10.7 Creating a View Object with Multiple Updatable Entities

When adding a secondary entity usage to an ADF view object with multiple entity usages, the secondary entity usage is non-updateable by default. You can override this default behavior and make it updateable.

By default, when you create a view object with multiple entity usages, each secondary entity usage that you add to a view object in the overview editor is configured with these settings:

  • The Updatable checkbox is deselected

  • The Reference checkbox is selected

You can change the default behavior to enable a secondary entity usage to be updatable by selecting the usage in the Selected list of the Entity Objects page of the view object overview editor and selecting the Updatable checkbox.

Additionally, for each secondary entity usage, you can decide whether to leave Reference select to control whether or not to refresh the attributes of the secondary entity when the entity lookup information changes. By default, Reference is selected to ensure attributes of each secondary entity objects will be refreshed. For details about this setting when you allow row inserts with multiple entity usages, see What Happens at Runtime: View Row Creation.

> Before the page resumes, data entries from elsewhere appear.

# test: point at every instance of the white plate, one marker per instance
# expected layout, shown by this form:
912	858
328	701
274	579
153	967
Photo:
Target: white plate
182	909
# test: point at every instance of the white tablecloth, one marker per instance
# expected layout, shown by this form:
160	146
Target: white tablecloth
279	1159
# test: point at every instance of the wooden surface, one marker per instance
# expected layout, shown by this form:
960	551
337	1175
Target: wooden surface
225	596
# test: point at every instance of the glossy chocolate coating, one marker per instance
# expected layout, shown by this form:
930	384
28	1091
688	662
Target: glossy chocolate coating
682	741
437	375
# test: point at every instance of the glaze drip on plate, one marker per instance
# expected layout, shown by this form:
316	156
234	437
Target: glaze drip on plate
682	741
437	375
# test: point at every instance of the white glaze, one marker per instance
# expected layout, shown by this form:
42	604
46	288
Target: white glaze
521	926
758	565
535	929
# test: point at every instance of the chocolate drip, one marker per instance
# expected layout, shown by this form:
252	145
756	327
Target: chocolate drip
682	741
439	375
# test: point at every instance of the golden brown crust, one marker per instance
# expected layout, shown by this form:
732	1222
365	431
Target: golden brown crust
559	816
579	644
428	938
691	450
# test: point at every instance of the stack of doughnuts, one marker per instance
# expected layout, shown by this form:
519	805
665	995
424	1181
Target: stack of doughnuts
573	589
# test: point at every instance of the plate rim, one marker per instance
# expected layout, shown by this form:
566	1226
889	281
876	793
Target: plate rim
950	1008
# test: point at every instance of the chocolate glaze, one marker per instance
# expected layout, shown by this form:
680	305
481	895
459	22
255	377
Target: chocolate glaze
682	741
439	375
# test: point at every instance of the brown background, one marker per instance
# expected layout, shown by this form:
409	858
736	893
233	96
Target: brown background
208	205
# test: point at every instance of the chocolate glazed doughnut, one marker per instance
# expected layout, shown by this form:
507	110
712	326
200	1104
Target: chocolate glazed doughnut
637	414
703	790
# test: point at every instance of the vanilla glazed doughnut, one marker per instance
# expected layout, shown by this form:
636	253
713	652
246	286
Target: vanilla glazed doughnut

Table 10-4 summarizes the combinations you can select when you define secondary entity usages for a view object.

Table 10-4 View Object Properties to Control View Row Creation Behavior

Updatable Reference View Row Behavior

true

true

This combination allows the entity usage's attributes to be updated and keeps its attributes synchronized with the value of the primary key. Since this combination works fine with the view link consistency feature, you can use it to make sure your view object only has one entity object usage that will participate in inserts.

true

false

This combination allows the entity usage's attributes to be updated but prevents its attributes from being changed by the a primary key lookup. This is a rather rare combination, and works best in situations where you only plan to use the view object to update or delete existing data. With this combination, the user can update attributes related to any of the nonreference, updatable entity usages and the view row will delegate the changes to the appropriate underlying entity rows.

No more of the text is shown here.